甲○○依據法令從事公務之人員,連續對於職務上之行為收受不正利益,處有期徒刑柒年陸月;褫奪公權伍年。
事實
一、甲○○為台南市政府環境保護局(下稱台南市環保局) 政風室 主任,負責政風預防、法令宣導、員工貪瀆與不法資料發掘、防弊,並在台南市環保局「臺南市城西第一期垃圾衛生掩埋場封閉覆土工程」(下稱城西工程)事務中擔任營繕工程稽核小組成員,職務上負責環保局該工程發包審核及工程施作過程督導,係依據法令從事公務人員。緣於八十七年九月間,台南市環保局所發包總工程款新台幣(下同)五千四百十八萬元「城西工程」,於八十八年三月間,因疑有表面層及襯底覆土來源不實、施工數量不符等弊端,由法務部調查局台南市調查站著手調查是否涉有不法。詎甲○○明知該工程發生弊端疑義,且調查單位已著手調查,竟仍以其身兼「單位政風主管」及「台南市環保局營繕工程稽核小組成員」身分,在執行工程督導及抽查工程品質之職權時,一面向承包商宏欣營造股份有限公司(下稱宏欣公司)表示工程土方數量有問題,其有權糾正查核;另外再三向宏欣公司人員強調該案台南市調查站正在調查,其與台南市調查站人員很熟,可以疏通處理云云。而宏欣公司負責人 盧芳村何莒華 則因該工程,疑有未依合約施作,渠等為息事寧人,減少困擾,遂由宏欣公司協理 張郁文 出面招待甲○○,甲○○竟基於概括犯意,接受張郁文邀約,於八十八年三月十二日,在台南市○○○路「冠天下理髮院」;於八十八年五月七日晚上至八日淩晨時,在台南市○○路與金華路口「羅馬商務俱樂部」聲色場所,飲酒召女,唱歌作樂,並邀甲○○好友 蒲增新 ,或由宏欣公司管理室副理 許文昇 作陪。於「冠天下理髮院」招待,花費含酒錢九千元、小姐出場費二萬五千元)之不正利益。於「羅馬商務俱樂部」招待,花費七萬八千八百元(含酒錢五萬三千八百元、小姐出場費二萬五千元)。

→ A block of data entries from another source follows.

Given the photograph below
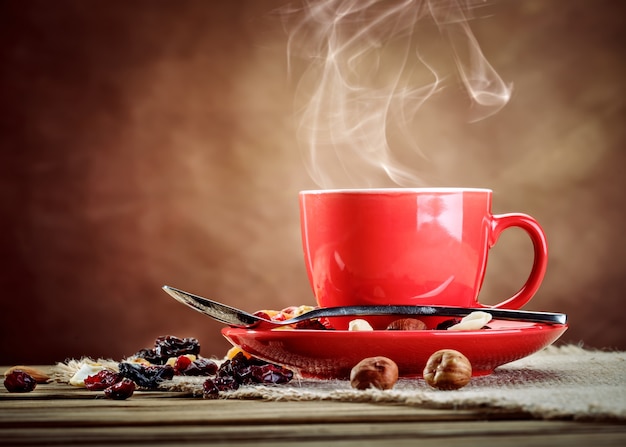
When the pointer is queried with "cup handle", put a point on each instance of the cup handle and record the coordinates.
(500, 223)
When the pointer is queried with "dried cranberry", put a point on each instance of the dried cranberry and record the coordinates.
(447, 323)
(200, 367)
(18, 381)
(102, 380)
(146, 376)
(210, 390)
(182, 363)
(262, 314)
(121, 390)
(310, 324)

二、案經法務部調查局臺南市調查站移送臺灣臺南地方法院檢察署檢察官偵查起訴。
理由
甲、有罪部分:
一、訊據上訴人即被告甲○○否認有右述不法犯行,辯稱:伊未私下找過宏欣公司人員,張郁文曾私下來找伊二、三次,其中一次是 許仲景 ,帶 張郁文來 ;伊未向張郁文借款及收受張郁文所稱卅萬元,亦未接受宏欣公司「羅馬商務俱樂部」、「冠天下理髮院」花酒招待,至於去「羅馬商務俱樂部」,係伊為年度預算,欲請求議員支持,蒲增新在「羅馬商務俱樂部」發現 李雲溥 議員,乃通知伊去,又法務部調查局測謊結果呈現說謊反應,可能是因伊有中耳炎所致云云。惟查:㈠被告自八十七年一月十三日起,擔任台南市環保局政風室主
任,為被告供承在卷(詳他字卷一○六頁背面)。至調查站調查中、檢察官偵查中筆錄,諸多證人所稱「城西垃圾場工程」或「城西工程」,係指「台南市城西第一期垃圾衛生掩埋場封閉覆土工程」。故本件「城西垃圾場工程」或「城西工程」均指「台南市城西第一期垃圾衛生掩埋場封閉覆土工程」,合先說明。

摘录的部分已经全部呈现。